Review of existing monetary policy

Dr Md Habibur Rahman, the chief economist of the Bangladesh Bank, gave a presentation on the impact of existing monetary policy saying that it helped to make the money market tight according to the expectations.

He said the global central banks increased their policy rates aggressively and the Bangladesh Bank followed suit a little late. The contractionary monetary policy started to yield results as all monetary rates turned upward due to the tight liquidity situation.

The chief economist said excess liquidity in the banking sector declined to Tk5,430 crore in November last year from Tk11,630 crore in June.

Islamic banks are mostly responsible for depleting excess liquidity as their balance dropped to Tk183 crore in November from Tk2,871 crore in June last year, according to his presentation.

Call money rates rose to 8.84% in December from 6% in June and all deposit and lending rates also surged in the last six months, he said.

Habibur Rahman said the central bank will continue the tight monetary programme until inflation comes down to a 6% level.

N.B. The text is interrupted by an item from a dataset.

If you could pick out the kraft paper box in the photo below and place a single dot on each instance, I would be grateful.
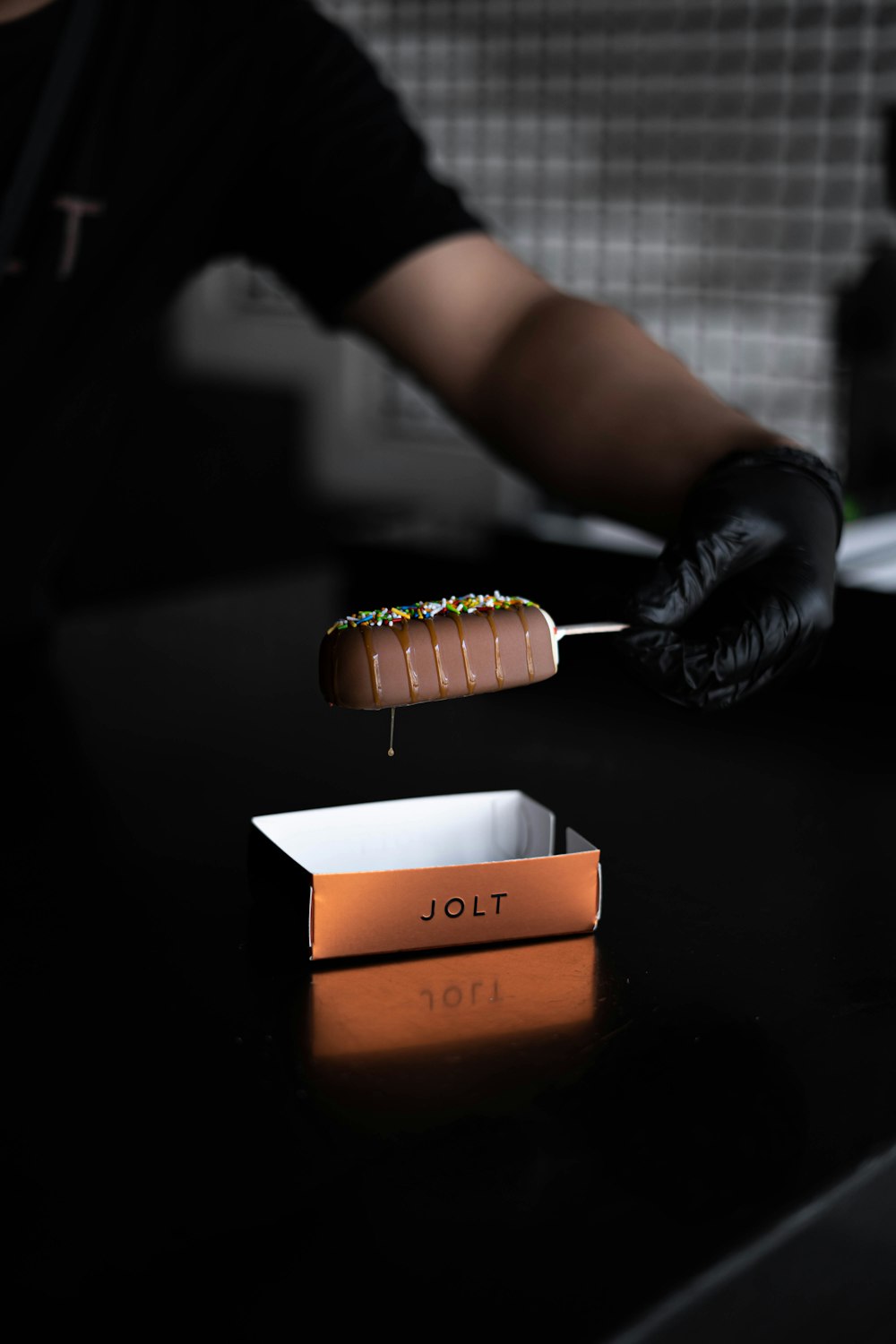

Selim RF Hussain, chairman of the Association of Bankers Bangladesh, welcomed the new monetary policy stance, citing its continuity from the previous approach. 

Recognising inflation as the primary challenge, he commended the central bank’s decision to curtail the money supply in the market by raising the interest rate.

Selim, also the managing director of BRAC Bank, further endorsed the introduction of a crawling peg to adeptly manage the exchange rate. “The exchange rate would be fixed after consultations with Bangladesh’s top 15 trading partners. This system will contribute to stabilising the rate,” he added.